More generally, the Plan commits to a phased implementation of the recommendations of the Competition Taskforce which has been quietly working away in the background, with more emphasis on the T20 Cup as one immediate goal and hints – which some may greet with more enthusiasm than others – of an expansion of the T10 format.
And one of the most far-reaching, if least concrete, themes of the document is the central place of women’s and girls’ cricket in both the participation and high performance areas: gaining sponsorship of the women’s team from two technology companies, HCL and now SISAR, whose three-year involvement was announced this week, is clearly a major step forward, and the Plan envisages matches against Ireland and Scotland this summer as part of the preparation for the Women’s T20 World Cup qualifier in Spain next September.
But success at the top must be sustained through growth at the grassroots, and that is something in which the clubs must ultimately have a key role, finding ways to get more girls playing cricket and developing new women’s teams, all with the support of the KNCB’s central organisation.
One concrete proposal elsewhere in the agenda which is manifestly designed to stimulate the clubs’ youth programmes, or at any rate to reward them for success, is a change to the voting system in general meetings, where the number of votes each club has is determined by the number of teams it fields in the competitions.
That has until now meant senior men’s and women’s competitions with the youth competitions excluded, but the Board now proposes to count youth teams as well, at half the value of senior teams; card votes may be a rare occurrence at KNCB general meetings, but the change is an important straw in the wind.
And then there’s money.
The projected outcome for 2022 is a surplus of €330k. compared with the €168 surplus (note the absence of a ‘k.’!) envisaged in the budget; this is largely due to an increase of €600k. in income from the ICC over the full year, although that is balanced by an additional €463k. spent on the national men’s, women’s and youth teams.
The budget for 2023 envisages a comparatively modest surplus of €52k., but KNCB treasurers tend to be conservative in their projections, and outcomes are often better than anticipated. With so much to be done, any additional resources will no doubt have plenty of claims made upon them.

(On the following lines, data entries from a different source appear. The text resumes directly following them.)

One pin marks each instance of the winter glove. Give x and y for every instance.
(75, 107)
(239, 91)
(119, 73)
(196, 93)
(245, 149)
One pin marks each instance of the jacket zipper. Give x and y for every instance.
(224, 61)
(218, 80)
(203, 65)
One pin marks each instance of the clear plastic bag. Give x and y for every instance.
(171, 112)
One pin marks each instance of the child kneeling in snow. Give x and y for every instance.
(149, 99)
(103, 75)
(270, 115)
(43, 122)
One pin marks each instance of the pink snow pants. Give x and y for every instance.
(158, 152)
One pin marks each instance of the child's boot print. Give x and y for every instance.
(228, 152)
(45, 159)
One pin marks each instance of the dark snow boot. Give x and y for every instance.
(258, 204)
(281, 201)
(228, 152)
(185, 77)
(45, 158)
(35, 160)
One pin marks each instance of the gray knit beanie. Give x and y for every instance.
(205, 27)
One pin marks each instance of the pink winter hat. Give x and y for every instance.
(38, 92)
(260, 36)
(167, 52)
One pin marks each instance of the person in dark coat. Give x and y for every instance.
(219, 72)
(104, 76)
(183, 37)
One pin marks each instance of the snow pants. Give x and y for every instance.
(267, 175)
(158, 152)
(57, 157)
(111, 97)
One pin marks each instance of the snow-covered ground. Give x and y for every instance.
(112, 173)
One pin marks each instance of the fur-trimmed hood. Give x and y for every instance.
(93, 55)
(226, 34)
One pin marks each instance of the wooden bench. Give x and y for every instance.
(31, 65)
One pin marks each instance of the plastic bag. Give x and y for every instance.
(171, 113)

The Board’s declared aim of increasing sponsorship income by €140k. is reflected in this budget, but some (unspecified) part of that will come from the newly-announced contribution from SISAR.

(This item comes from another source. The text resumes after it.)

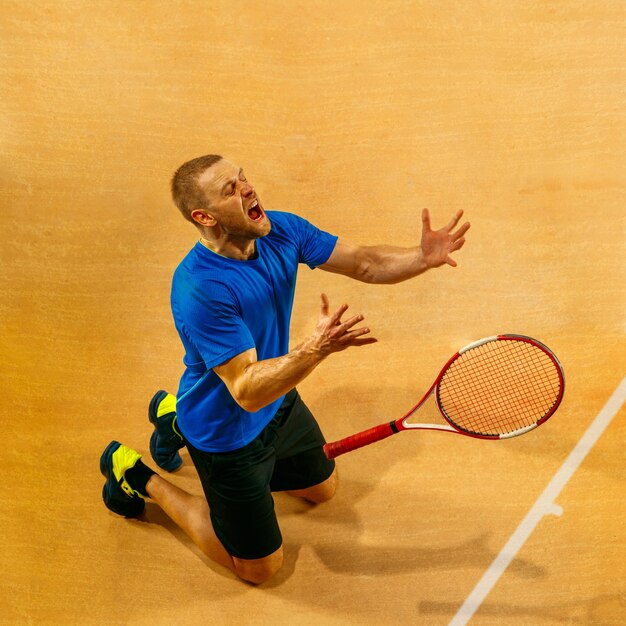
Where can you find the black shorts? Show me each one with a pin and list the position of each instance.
(286, 455)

The meeting will take place at the VRA Club in Amstelveen, where in a largely unpublicised move the KNCB is now based, having left its premises in Nieuwegein near Utrecht; so the ‘whirligig of time’, as Shakespeare called it, has brought cricket’s headquarters back to VRA, where its office was initially housed, from 1988 until about 2005.
As CEO Monica Visser said when talking with Emerging Cricket last week, it’s preferable that the rent for the KNCB’s office is paid back into cricket rather than to an external agency.